The board says it reports allegations to police when merited. But it has the right to deal with such allegations in secret and not report them to law enforcement.
That doesn’t mean the 2019 Legislature let the issue of medical licenses get lost in the shuffle; far from it. It made things easier for doctors.
With Senate Bill 16 the Legislature greenlighted Georgia joining the Interstate Medical Licensure Compact, meaning that a license from a state with weaker doctor discipline practices would be legal in Georgia as long as the other state meets the compact's standards.
With House Bill 551, it weakened a provision of law meant to identify doctors who overprescribe opioids by tracking them and their prescriptions. If a doctor is trying to avoid scrutiny and fails to register for the Prescription Drug Monitoring Program, the board would no longer be allowed to impose public discipline for not registering.
In general, legislators say they’re trying to encourage more doctors to practice here to address rural Georgia’s critical doctor shortage.
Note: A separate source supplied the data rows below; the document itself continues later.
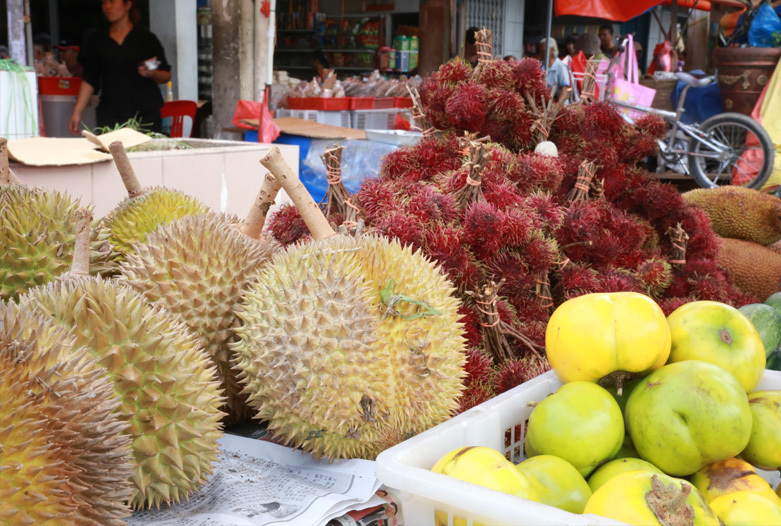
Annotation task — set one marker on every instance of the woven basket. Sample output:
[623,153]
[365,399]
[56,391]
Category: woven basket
[664,90]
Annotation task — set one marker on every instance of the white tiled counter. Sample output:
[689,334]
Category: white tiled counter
[225,175]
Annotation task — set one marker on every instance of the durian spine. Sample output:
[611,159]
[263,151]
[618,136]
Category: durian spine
[256,219]
[132,184]
[5,170]
[310,212]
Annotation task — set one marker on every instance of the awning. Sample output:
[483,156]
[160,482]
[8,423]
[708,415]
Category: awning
[622,10]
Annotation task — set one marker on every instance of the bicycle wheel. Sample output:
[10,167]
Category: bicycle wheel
[740,152]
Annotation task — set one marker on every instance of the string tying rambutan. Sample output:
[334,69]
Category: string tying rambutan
[466,108]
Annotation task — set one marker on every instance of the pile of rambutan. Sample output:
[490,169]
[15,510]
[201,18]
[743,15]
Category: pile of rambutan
[517,232]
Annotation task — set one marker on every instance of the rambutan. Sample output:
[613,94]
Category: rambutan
[532,172]
[497,74]
[502,196]
[601,120]
[376,198]
[530,78]
[654,275]
[429,205]
[466,108]
[287,226]
[453,72]
[445,244]
[401,225]
[484,228]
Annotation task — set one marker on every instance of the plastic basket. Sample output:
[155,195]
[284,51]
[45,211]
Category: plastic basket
[374,119]
[59,85]
[383,103]
[361,103]
[402,102]
[334,118]
[500,424]
[299,103]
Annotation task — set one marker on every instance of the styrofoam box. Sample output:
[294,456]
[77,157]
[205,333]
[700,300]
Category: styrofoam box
[500,424]
[334,118]
[374,119]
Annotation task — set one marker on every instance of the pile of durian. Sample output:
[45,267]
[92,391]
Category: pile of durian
[128,342]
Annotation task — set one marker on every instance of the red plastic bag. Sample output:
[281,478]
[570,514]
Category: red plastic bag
[247,112]
[663,58]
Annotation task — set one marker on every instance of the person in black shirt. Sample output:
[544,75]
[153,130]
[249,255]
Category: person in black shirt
[126,64]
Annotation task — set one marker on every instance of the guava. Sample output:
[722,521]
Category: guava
[580,423]
[687,415]
[720,334]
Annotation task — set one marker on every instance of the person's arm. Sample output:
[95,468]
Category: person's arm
[158,75]
[85,93]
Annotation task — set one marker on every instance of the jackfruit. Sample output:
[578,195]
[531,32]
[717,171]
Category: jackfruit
[740,213]
[755,269]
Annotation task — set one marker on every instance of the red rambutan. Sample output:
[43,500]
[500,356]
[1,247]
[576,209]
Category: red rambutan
[484,228]
[287,226]
[403,226]
[445,245]
[466,108]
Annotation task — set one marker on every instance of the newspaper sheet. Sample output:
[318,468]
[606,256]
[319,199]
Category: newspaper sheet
[258,483]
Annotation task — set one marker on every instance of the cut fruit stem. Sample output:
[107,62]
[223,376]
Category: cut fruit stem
[306,206]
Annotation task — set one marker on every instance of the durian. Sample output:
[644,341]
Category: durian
[196,267]
[144,209]
[37,235]
[740,213]
[65,456]
[349,345]
[163,377]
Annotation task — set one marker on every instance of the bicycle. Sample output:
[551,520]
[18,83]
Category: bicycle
[726,149]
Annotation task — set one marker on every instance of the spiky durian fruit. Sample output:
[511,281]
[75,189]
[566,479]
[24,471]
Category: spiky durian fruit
[197,267]
[350,345]
[36,235]
[65,456]
[145,208]
[167,386]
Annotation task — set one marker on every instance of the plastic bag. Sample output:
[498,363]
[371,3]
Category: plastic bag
[247,112]
[766,28]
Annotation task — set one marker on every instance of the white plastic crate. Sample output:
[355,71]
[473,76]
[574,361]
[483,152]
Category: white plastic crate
[374,119]
[334,118]
[309,115]
[500,424]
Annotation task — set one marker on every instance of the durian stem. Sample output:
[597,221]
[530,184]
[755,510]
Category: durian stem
[5,170]
[132,184]
[81,249]
[256,218]
[306,206]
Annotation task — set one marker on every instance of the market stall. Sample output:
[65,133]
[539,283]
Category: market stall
[514,322]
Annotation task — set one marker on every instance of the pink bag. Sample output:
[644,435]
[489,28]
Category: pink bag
[629,89]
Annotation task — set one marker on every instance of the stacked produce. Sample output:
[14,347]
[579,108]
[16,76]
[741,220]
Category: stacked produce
[169,396]
[749,223]
[349,344]
[197,267]
[520,232]
[64,451]
[664,451]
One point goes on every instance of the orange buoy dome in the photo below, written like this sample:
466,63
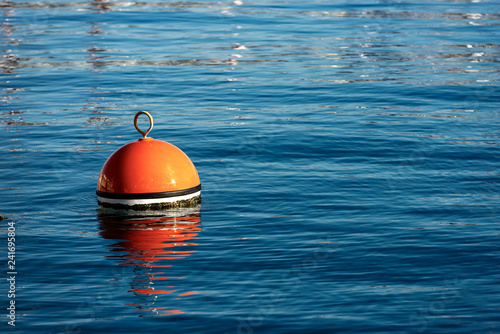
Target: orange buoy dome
148,172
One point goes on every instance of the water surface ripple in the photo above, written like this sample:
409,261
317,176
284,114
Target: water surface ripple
348,153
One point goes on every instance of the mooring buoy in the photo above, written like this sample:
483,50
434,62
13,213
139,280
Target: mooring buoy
148,174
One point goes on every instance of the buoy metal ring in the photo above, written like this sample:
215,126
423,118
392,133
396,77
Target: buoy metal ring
143,133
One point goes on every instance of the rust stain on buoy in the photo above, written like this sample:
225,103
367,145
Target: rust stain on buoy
148,173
Legislators who supported the HB 551 change said they were trying to give relief to new doctors and others who mistakenly got caught up in the new registration requirement and wound up with disciplinary records that could harm their careers.
Legislation also passed regarding what malpractice claims against doctors must be made public.
Georgia has a complicated formula that ensures no doctor's reputation will be blemished by one small malpractice settlement. A doctor must report settlements publicly only if he or she has had four ore more settlements; if the doctor had a settlement over $300,000; or if he or she had three settlements with one being over $100,000. Under House Bill 128, the number of settlements would not be pushed over the line by doctors who strike a type of settlement that includes paying something but also going to trial to see what the jury says, provided a jury clears the defendant.
State Rep. Deborah Silcox, R-Atlanta, said her priority in sponsoring HB 128 was helping doctors cleared by juries avoid being tarnished. She didn't think the absence of a bill requiring the medical board to report abuse allegations to police was a deliberate omission by the General Assembly.
Coyle, however, said both reporting requirements and surprise billing should be a priority. “Those issues really do matter,” she said.